Main is the primary execution path. Cold contains code that we expect to 
happen rarely. Conditional branches from main to cold are generally 
taken <5% of the time. Frozen contains code that we expect to almost 
never run, but must have for correctness (mostly for handling 
exceptions). Conditional branches from main to frozen are generally 
taken <0.01% of the time. The fact that we have three areas isn't really 
relevant to the problem itself; I think any solution should allow an 
arbitrary number of areas.

We've done some experiments where we collapse all three areas into one, 
so A's main code is followed by A's cold code, which is followed by A's 
frozen code, and so on for B and other tracelets, like this:

bad layout: | A_main A_cold A_frozen B_main B_cold B_frozen... |

This causes an unacceptable performance regression, so for our 
experimental llvm backend we need to come up with a solution.
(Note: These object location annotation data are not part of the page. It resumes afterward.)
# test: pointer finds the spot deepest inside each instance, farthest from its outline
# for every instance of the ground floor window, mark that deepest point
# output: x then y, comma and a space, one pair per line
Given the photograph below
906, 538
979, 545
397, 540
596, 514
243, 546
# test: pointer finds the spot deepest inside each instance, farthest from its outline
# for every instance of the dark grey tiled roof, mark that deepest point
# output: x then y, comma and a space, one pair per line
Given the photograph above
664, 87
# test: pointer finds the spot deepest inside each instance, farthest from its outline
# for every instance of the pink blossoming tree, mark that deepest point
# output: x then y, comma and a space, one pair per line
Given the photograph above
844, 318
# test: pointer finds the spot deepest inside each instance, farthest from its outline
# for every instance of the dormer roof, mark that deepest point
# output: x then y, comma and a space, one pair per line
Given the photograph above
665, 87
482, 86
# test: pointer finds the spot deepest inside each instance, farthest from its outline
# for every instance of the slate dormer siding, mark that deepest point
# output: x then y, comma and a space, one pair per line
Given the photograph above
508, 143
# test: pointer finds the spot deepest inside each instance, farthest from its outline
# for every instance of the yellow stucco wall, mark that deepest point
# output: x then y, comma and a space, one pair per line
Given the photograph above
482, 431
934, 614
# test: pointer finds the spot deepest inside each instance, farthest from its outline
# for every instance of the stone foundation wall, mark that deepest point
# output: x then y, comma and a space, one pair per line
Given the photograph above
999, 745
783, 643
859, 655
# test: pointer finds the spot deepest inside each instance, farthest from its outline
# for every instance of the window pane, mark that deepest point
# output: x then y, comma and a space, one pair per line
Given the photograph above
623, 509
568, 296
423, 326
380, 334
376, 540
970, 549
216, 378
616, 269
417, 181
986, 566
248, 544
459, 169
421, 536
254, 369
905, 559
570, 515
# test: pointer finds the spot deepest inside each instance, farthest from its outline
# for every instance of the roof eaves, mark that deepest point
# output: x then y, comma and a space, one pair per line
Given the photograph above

We're using a custom calling convention to model each tracelet as a 
single llvm function. I know there are intrinsics in llvm that allow us 
to give blocks relative probabilities, and if I'm understanding things 
correctly that should allow us to achieve the bad layout above, since 
the code for a given llvm function will be emitted in one contiguous 
chunk, regardless of how the blocks are organized within it. I'd like to 
figure out a way to achieve the good layout.

The best idea I have so far is to annotate each BasicBlock with an area 
tag like we do in our existing codegen backend, and then teach the llvm 
codegen backend how to place each of those blocks in the appropriate 
part of our code cache. We have a custom subclass of RTDyldMemoryManager 
to get it emitting all code in the main area right now; I assume any 
solution would impact the API of this class to get at the different areas.

If we have to split the main/cold/frozen parts of each tracelet into 
different llvm functions we might be able to make that work but I'm 
skeptical. My main concern is that cold/frozen code nearly always uses a 
bunch of values from the main code path that branched to it, and if the 
overhead of getting from main to cold/frozen is more than a single 
jmp/jcc instruction (on x86) that's going to be a dealbreaker.

Does this sound doable, and is it something you'd be ok having in llvm? 
If we can come up with a good design my team is happy to do the actual 
work, though if anyone else is interested in doing it we certainly won't 
complain :).

Thanks!
Brett